The International Transgender Day of Remembrance has been recognized since 1999 to memorialize those killed as a result of anti-transgender violence.
One by one the names of transgender and nonbinary people were read inside Wightman Chapel at Scarritt Bennett Center.
"Today is the annual Transgender Day of Remembrance; We've been doing these ceremonies for over 20 years," said Marisa Richmond. "This is our 20th consecutive year for Nashville."
Richmond says she hopes one day the violence against those in the transgender community will stop and this tradition to remember them will end.
"Our community has been a victim of hate violence for many, many years and those of us who are Black, or brown are particularly at risk, and we feel that we're having an epidemic of violence and we've had over 40 murders just in the U.S. alone in the past year, since last year ceremony," said Richmond.

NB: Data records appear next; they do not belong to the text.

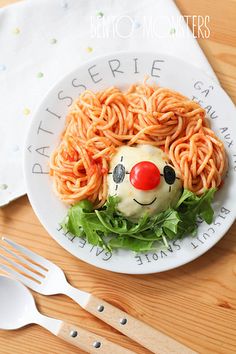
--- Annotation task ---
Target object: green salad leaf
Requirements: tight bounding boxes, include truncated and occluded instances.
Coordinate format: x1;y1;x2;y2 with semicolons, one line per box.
61;188;216;252
176;188;216;237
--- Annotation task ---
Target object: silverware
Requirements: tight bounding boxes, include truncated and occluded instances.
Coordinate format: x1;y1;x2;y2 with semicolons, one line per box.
0;236;196;354
0;275;133;354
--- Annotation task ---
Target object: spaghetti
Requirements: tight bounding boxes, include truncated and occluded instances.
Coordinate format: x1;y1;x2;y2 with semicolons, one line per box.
50;81;227;207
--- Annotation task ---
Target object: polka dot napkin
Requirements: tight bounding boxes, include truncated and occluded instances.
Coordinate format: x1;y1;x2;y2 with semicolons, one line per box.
0;0;217;207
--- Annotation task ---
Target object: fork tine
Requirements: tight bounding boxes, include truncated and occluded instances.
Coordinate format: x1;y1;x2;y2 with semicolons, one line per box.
0;263;39;290
0;245;47;275
0;254;43;282
2;237;51;269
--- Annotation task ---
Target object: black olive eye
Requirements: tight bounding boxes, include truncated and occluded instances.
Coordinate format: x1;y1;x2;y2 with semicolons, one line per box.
163;165;176;185
113;164;125;183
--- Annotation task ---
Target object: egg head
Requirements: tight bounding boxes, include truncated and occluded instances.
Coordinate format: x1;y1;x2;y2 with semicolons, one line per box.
107;145;182;219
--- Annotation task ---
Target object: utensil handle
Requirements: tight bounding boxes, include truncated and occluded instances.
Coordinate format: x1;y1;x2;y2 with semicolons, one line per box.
84;295;196;354
57;321;135;354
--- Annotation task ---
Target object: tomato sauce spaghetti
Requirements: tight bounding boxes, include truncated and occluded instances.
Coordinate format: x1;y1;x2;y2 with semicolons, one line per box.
50;81;227;207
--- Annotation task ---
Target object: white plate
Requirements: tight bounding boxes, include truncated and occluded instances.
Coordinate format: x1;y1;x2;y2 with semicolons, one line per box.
24;51;236;274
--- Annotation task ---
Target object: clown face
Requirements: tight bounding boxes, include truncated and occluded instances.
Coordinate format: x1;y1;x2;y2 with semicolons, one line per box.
107;145;182;219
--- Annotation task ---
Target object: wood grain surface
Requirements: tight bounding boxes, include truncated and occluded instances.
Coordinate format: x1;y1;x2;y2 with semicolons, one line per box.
0;1;236;353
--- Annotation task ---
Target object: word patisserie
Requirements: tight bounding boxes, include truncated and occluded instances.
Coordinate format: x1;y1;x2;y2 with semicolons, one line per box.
50;82;227;208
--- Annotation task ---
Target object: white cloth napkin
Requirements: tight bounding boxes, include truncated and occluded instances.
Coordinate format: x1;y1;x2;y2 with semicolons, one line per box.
0;0;217;207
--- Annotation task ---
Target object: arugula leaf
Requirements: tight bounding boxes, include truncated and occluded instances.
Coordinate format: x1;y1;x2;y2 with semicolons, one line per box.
198;188;216;223
61;188;217;253
175;189;195;208
176;188;216;237
62;200;110;249
109;236;155;252
162;210;180;236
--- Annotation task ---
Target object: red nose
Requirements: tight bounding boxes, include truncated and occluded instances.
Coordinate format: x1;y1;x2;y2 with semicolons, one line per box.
130;161;161;190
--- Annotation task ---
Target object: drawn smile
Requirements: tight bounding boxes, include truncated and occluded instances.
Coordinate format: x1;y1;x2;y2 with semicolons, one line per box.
133;197;157;206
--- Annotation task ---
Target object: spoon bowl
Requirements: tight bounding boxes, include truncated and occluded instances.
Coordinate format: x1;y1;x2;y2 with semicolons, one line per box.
0;275;36;330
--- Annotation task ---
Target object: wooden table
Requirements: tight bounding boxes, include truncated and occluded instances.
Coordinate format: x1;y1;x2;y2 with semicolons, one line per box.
0;1;235;353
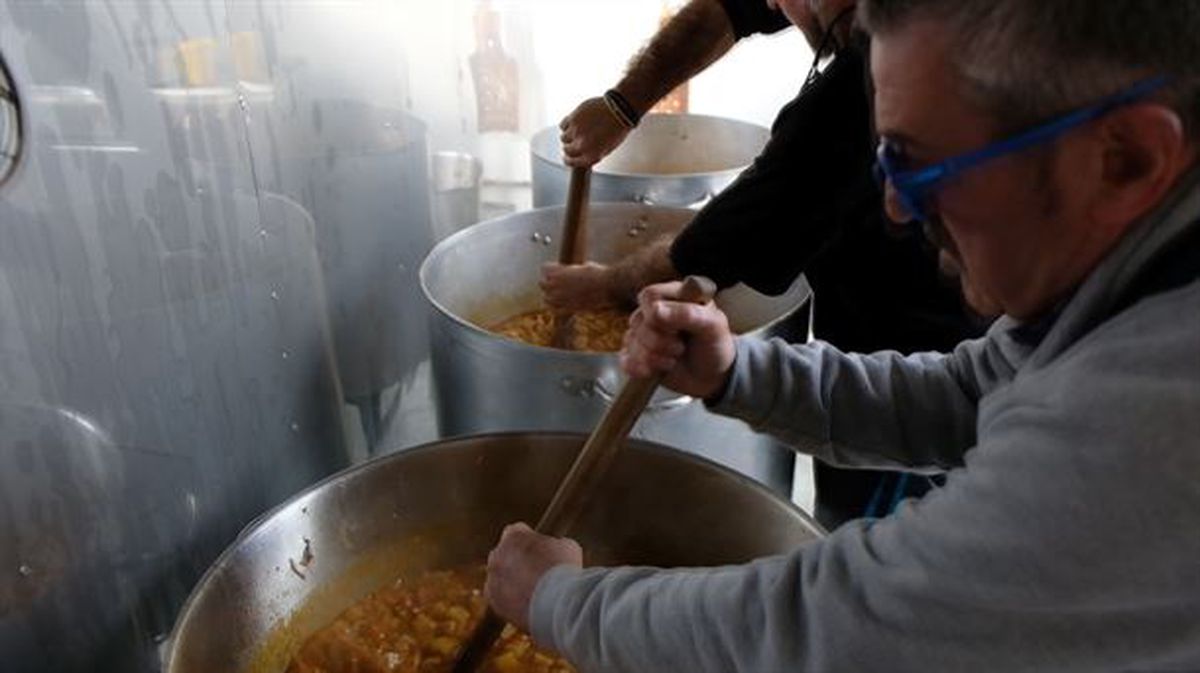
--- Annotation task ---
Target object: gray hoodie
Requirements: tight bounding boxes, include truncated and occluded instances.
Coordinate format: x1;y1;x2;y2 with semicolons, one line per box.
528;173;1200;672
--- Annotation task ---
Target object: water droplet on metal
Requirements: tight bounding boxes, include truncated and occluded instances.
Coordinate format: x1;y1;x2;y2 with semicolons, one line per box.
531;233;541;242
281;350;290;360
290;421;300;432
18;564;32;577
542;235;552;246
259;229;268;239
270;290;279;301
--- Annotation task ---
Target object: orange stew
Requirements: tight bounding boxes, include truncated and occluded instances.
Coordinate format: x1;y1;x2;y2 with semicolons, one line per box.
286;566;574;673
489;308;628;352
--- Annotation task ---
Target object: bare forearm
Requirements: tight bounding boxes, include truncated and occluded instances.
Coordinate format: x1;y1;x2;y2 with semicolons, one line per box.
614;0;736;114
607;236;680;308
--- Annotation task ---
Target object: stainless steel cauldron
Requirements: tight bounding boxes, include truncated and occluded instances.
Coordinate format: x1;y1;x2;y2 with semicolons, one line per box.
431;150;483;242
419;203;810;494
165;433;823;673
531;114;769;208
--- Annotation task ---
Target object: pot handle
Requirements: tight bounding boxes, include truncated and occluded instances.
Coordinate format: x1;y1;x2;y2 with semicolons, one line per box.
592;375;694;413
635;191;713;210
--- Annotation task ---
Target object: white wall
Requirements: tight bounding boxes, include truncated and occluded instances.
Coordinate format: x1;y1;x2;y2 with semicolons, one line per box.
397;0;813;180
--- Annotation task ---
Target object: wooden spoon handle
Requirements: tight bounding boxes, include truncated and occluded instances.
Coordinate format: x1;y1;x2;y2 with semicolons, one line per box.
550;166;593;349
449;610;506;673
559;166;592;265
538;274;716;535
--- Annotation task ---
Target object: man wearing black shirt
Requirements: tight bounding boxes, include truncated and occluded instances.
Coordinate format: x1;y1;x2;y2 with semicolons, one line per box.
546;0;984;528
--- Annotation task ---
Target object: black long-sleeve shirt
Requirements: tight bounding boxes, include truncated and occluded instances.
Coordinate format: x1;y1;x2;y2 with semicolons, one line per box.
670;1;982;354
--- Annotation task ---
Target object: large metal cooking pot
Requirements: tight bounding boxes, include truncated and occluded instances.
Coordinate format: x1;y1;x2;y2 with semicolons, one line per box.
431;150;483;242
419;203;810;494
165;433;823;673
292;103;435;401
531;113;769;208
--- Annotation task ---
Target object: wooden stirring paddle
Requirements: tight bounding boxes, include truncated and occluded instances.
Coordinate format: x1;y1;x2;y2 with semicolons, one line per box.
549;166;592;349
450;275;718;673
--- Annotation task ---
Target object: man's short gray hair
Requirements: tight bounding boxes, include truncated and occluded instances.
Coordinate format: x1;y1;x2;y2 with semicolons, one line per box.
858;1;1200;136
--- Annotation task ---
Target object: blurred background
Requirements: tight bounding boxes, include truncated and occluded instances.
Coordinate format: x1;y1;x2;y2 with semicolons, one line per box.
0;1;810;671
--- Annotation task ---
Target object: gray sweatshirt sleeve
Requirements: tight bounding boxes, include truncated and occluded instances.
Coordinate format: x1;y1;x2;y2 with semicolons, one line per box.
527;291;1200;672
708;334;1001;470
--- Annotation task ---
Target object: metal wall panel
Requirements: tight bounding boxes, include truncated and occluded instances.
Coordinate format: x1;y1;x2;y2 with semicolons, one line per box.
0;1;433;669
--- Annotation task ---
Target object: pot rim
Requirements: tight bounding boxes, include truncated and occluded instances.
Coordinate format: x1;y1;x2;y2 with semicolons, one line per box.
418;202;695;359
419;202;811;347
530;113;768;180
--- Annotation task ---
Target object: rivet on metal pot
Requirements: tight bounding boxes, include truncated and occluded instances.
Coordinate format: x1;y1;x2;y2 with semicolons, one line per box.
559;376;595;398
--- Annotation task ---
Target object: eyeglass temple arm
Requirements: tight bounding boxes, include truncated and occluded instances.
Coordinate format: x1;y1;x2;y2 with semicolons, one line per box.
895;75;1171;190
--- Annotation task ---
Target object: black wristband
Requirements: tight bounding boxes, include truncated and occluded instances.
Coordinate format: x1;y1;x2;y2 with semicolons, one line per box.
602;93;636;129
604;88;642;128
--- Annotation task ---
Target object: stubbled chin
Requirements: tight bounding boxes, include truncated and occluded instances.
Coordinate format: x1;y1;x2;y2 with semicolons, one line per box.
938;249;962;277
940;250;1003;317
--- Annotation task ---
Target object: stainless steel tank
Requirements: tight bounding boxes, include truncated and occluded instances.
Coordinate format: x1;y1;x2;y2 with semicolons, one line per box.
531;113;770;208
165;432;824;673
431;150;483;241
0;2;433;671
419;203;810;495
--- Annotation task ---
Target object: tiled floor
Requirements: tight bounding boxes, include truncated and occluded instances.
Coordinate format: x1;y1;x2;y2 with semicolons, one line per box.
375;358;441;454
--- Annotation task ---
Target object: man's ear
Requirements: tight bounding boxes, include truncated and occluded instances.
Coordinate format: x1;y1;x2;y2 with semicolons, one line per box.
813;0;858;46
1091;103;1192;229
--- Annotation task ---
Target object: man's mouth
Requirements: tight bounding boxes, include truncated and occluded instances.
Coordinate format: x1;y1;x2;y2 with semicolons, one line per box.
937;249;962;277
923;218;963;277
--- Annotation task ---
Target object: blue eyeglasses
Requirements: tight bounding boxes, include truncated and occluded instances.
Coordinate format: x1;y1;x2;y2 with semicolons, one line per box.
875;76;1171;223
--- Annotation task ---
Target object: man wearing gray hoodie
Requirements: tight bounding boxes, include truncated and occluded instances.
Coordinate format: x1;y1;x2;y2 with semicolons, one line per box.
482;1;1200;671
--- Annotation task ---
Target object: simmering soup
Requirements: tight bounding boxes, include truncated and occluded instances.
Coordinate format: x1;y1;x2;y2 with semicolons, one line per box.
489;309;628;352
286;566;574;673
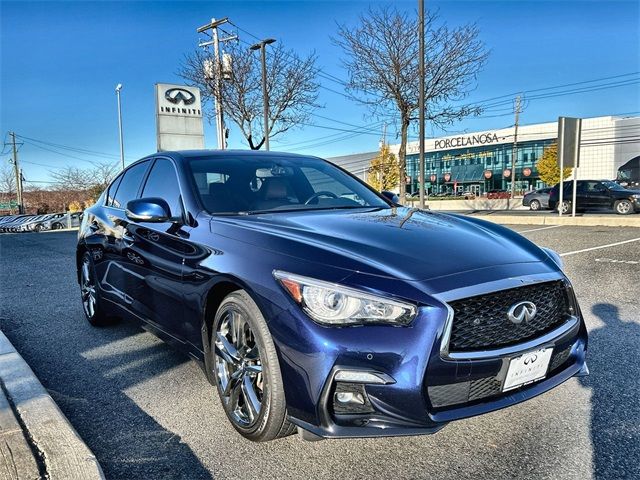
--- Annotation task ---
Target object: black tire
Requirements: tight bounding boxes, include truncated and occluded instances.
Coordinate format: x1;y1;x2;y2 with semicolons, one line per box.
210;290;295;442
34;224;42;232
79;252;114;326
529;199;541;211
52;223;62;230
614;199;633;215
560;200;571;214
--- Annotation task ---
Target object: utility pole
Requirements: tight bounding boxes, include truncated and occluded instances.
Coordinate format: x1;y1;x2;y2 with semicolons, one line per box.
250;38;276;151
197;17;232;150
510;95;522;202
418;0;426;210
10;132;23;214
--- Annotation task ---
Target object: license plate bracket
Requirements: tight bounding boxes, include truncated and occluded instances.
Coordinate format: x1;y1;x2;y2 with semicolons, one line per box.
502;347;553;392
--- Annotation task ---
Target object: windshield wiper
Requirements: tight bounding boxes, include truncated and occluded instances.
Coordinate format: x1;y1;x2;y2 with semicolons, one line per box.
235;205;386;215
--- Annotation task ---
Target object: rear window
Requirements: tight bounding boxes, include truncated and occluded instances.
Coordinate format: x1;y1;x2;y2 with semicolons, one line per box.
111;161;150;209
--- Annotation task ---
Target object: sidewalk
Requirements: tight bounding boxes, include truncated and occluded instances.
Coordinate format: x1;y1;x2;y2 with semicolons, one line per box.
0;331;104;480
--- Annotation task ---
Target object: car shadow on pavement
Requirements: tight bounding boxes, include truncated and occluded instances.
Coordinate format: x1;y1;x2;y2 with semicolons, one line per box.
0;233;213;479
580;303;640;479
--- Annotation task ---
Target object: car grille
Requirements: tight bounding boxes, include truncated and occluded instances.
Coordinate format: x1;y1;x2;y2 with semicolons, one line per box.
447;281;570;352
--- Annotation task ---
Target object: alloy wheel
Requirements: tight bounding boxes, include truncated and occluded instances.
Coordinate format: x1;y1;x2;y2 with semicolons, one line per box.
561;201;571;214
617;200;631;214
530;200;540;211
80;258;97;319
214;308;264;428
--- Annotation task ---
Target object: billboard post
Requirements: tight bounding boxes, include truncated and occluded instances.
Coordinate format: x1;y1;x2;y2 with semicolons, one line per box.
557;117;582;217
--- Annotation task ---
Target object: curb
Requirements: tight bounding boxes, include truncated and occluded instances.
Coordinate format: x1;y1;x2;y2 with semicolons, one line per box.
0;331;104;479
461;213;640;228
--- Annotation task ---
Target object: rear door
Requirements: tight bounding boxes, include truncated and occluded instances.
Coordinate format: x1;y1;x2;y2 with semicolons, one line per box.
583;181;611;209
97;160;151;311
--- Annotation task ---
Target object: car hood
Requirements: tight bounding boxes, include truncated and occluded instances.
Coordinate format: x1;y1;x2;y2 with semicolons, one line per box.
209;207;552;281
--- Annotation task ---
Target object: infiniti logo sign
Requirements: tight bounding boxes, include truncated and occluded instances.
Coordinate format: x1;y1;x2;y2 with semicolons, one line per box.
507;301;537;324
165;88;196;105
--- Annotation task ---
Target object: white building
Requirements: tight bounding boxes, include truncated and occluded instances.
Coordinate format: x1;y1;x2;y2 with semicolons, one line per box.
329;115;640;195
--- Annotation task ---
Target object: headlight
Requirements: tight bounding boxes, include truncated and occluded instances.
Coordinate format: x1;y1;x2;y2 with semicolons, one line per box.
542;247;564;270
273;271;417;326
632;194;640;199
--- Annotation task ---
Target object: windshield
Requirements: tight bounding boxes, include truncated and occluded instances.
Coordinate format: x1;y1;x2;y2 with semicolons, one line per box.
188;155;390;215
601;180;626;191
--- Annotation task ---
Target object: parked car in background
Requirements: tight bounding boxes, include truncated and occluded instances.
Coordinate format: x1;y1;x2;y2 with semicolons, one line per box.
522;187;552;211
77;150;588;442
0;215;36;233
549;180;640;214
616;155;640;189
36;212;82;231
486;189;511;199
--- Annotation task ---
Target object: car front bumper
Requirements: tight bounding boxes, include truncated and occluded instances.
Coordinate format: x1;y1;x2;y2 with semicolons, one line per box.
269;276;588;439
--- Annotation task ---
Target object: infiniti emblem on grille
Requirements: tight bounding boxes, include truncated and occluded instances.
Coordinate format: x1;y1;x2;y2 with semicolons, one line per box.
507;301;537;324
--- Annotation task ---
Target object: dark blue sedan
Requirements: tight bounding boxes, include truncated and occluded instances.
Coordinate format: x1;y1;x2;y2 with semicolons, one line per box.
77;150;588;441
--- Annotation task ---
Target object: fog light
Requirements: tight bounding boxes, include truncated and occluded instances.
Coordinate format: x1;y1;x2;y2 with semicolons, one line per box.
332;382;375;415
335;391;365;405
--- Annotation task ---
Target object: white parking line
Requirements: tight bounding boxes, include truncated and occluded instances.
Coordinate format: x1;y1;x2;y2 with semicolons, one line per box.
519;225;563;233
560;237;640;257
595;258;640;265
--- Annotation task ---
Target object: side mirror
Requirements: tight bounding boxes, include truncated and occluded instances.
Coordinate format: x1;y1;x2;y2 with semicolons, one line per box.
126;197;174;223
381;190;400;205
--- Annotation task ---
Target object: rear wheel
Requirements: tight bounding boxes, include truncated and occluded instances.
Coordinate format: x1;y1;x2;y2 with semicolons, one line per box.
560;200;571;214
614;199;633;215
211;291;295;442
529;199;541;211
80;252;114;326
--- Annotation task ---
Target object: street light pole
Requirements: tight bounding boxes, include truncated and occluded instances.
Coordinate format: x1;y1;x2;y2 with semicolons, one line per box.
250;38;276;151
115;84;125;170
418;0;426;209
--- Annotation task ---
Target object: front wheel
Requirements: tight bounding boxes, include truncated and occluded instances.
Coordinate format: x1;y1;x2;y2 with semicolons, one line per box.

Richmond, who is a member of the Metro Human Relations Commission, says this year has been one of the deadliest in history for the country.
"We hope we don't have to come back and remember any more names, but again, this year, we're commemorating 46 victims, and that's the greatest number within the U.S. ever," said Richmond.
People packed inside the sanctuary carrying a program and a white rose to speak life back into so many who no longer have a voice.
"What we've been trying to do is highlight the hatred to highlight the violence. People trying to erase us from society, and we feel that we have a place in society that we can and should be able to contribute in all walks of life," Richmond said.
Richmond says it takes the entire community coming together to stand up against hate.
"We stand united to remember those we have lost and to commit ourselves to continuing to fight until the violence is over," she said
Part of the service highlighted the life of Poe Black, a 21-year-old transgender man killed in California in May. Black was originally from Nashville.